Decorator to create decorators

Notice the boilerplate involved around the decorators This can be a pain if we create a lot of decorators that more or less do similar things. we can put this boiler plate off into a decorator of it’s own Like so:

# TODO

Function Annotations

Static typed languages - like Java - they provide what type of arguments are accepted(what types of values are acceptable for each argument) and what is is the type of returned value.

Python’s response to that is function annotations you can do this:

def add(a: int, b: int) -> int:
  return a+b

We can annotate the function with any expression, not just types of class. Eg, we can use strings, or even inline functions (lambdas)

def add(a: int, b: int) -> "the sum":
  return a+b

Generators

Generator expressions are useful for lazy evaluation but sometimes we need more fine grained control over the iteration, the items being returned, when the loop terminates etc.

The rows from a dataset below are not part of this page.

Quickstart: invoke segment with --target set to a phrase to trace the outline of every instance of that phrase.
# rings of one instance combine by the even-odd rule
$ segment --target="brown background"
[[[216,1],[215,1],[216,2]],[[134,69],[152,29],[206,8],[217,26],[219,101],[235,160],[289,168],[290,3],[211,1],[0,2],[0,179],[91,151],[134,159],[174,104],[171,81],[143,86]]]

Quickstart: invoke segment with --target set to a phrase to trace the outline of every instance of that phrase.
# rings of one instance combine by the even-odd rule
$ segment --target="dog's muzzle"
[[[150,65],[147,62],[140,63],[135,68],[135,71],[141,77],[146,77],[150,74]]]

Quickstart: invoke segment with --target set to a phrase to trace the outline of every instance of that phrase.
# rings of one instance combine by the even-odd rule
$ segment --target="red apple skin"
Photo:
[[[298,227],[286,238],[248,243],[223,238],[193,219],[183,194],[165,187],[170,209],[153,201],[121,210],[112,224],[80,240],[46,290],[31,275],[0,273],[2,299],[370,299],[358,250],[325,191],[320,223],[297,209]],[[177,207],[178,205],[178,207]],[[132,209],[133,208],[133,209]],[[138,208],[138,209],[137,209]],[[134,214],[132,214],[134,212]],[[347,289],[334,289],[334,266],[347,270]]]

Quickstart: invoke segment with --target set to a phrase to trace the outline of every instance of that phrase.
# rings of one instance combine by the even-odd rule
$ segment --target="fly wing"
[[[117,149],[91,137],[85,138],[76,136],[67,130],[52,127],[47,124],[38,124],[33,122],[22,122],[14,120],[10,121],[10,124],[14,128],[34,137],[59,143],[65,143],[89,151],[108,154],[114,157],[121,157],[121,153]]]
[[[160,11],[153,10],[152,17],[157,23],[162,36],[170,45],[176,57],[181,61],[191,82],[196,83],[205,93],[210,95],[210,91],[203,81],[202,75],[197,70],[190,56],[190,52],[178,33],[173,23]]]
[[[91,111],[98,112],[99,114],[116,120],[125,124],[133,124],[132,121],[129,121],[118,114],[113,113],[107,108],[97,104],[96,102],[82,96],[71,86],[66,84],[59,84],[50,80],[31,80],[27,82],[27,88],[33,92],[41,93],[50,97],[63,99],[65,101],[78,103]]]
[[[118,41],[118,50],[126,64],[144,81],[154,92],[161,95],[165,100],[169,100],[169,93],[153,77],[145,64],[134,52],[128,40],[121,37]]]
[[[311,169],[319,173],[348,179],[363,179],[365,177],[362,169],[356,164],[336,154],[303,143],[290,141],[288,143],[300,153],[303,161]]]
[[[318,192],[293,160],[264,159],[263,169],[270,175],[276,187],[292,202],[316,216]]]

You need a real function that you would use to generate the values. then you would have the ultimate control. The function uses yield to return values. When it returns one value, the control is taken away, then some other function runs and when the generator gets the control back, it starts running from where it left off. It runs again till it hits another yield statement.

Ex: an generator to generate f nos

def fibonacci(count):
  a, b = 0, 1
  while (count>0):
    c = a+b
    yield c
    a, b = b, c
    count = count - 1

a = fibonacci(5)
list(a)
[0, 1, 1, 2, 3]
list(a)
[] # generators can be iterated only once

list(fibonacci(5))
[0, 1, 1, 2, 3]
list(fibonacci(5)) # here, we are creating a new fibonacci generator everytime
[0, 1, 1, 2, 3]

Lambdas

They are inline, anonymous functions. They are used to provide keys for sorting etc where defining a new function is an overkill

houses.sort(key=lambda h:h.price)

This is like the Comparable interface in Java

lambda: 1

this 🔝 lambda function takes no args and returns 1 whenever it is called eg:

a = lambda : 1 a() 1 a() 1

Also, lambda can accept various args: a = lambda x, y: (y, x) # it can return only 1 thing like a normal function a(1, 2) (2, 1)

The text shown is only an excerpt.